New Review: My Amazing Boyfriend (2016)

My Amazing Boyfriend, wide for blogWho would have thought that the first entry for 2016 in my best rom-com list would be a Chinese drama – albeit one with a Korean lead. Yes, I’m talking about My Amazing Boyfriend. It’s a fun rom-com action fantasy about an actress who gets mixed up with a handsome 400-year-old man with superpowers.

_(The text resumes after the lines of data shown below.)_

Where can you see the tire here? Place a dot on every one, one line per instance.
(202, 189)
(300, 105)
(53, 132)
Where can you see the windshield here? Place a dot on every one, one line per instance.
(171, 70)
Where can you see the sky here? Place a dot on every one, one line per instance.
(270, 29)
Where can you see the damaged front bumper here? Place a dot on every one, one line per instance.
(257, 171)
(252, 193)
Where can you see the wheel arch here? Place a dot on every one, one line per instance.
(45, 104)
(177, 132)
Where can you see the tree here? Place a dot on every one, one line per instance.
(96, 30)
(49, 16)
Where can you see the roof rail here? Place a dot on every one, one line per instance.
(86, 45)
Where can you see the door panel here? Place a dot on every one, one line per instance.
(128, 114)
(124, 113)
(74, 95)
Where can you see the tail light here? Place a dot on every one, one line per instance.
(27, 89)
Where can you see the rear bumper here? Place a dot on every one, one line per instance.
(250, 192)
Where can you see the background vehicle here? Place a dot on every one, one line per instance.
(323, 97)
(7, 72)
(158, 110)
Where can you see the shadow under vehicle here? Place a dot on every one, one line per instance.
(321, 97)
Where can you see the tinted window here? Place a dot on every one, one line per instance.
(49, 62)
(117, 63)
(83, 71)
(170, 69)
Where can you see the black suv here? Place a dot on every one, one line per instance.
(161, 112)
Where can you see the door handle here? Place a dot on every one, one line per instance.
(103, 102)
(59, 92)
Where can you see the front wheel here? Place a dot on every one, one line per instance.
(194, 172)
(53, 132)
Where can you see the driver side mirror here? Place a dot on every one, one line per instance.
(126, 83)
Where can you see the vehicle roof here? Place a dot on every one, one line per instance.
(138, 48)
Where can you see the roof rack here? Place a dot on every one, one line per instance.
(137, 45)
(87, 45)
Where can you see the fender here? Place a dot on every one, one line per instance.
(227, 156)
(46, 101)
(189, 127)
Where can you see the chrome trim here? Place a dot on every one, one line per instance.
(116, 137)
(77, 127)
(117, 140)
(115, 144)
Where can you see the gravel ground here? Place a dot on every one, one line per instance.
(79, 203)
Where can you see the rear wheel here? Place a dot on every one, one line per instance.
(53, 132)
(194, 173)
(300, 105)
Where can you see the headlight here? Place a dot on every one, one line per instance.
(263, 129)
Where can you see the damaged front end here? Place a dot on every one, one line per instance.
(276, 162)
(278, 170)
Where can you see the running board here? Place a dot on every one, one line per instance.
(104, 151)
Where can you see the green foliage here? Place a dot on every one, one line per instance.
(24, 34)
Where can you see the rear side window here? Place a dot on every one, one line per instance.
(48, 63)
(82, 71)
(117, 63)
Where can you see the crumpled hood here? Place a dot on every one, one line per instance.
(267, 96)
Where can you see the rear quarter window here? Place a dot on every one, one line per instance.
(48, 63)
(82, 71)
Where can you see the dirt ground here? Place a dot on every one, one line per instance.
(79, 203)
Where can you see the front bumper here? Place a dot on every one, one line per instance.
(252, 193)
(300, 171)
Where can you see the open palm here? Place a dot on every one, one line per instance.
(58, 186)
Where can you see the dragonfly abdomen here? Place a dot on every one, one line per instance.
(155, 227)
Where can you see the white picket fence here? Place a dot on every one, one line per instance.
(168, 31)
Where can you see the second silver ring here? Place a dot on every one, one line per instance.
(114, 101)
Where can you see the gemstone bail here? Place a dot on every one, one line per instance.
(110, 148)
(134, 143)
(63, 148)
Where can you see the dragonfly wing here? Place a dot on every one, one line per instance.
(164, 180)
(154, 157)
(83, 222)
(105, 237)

Here’s the detailed review (for a condensed version and more K-rom-com recommendations, go here):

My Amazing Boyfriend
A hilarious rom-com action fantasy about an unlucky actress, Tian Jing Zhi (played by Wu Qian), who awakens a mysterious 400-year old man with superpowers. Bound by blood ties to her, he moves in with the initially unwilling, rather volatile and very expressive Jing Zhi, looking for his mortal enemy.
Wait a moment … an actress and a mysterious being with superpowers? Doesn’t this sound familiar? Yes, this is the Chinese drama “inspired” by My Love from the Star and the looks of the male lead, Korean model Kim Tae Hwan, won’t let you easily forget it. But no worries: Even though there are some similarities, this is clearly not a remake. In fact, it is fun to see how the writer comes up with a different story, given the similar premise. The drama is also different in tone – more crazy over-the-top comedy chunks (balanced by some serious action/thriller aspects) and less heart-wrenching melo parts. It’s sort of like an indie version of the MLFTS blockbuster with its big stars and its big budget. Okay, enough of these comparisons. What I really want to say is this: This drama can completely hold its own and the sooner you abandon any comparisons to MLFTS, the more fun you have watching it.
Other details: There are 28 episodes but each episode is only 45 minutes long. So in the end, it’s more like a 21 episode K-drama timewise. The episodes’ intro section (about one and a half minutes long) gives away too much, so I highly recommend skipping it. Sometimes the show feels a little heavy-handed (e.g. there’s an episode consisting almost only of flashbacks) and the ending could be improved. These are minor issues. Two drawbacks, though: The intentional over-acting comes with a price – we are more amused but we are also less emotionally engaged. Plus, there is a change of tone and focus two-thirds of the way in from a mix of rom-com and thriller with a touch of melo vibe to mostly thriller. Some people might like that. Me – not so much. Very good (first 2/3), good (last 1/3).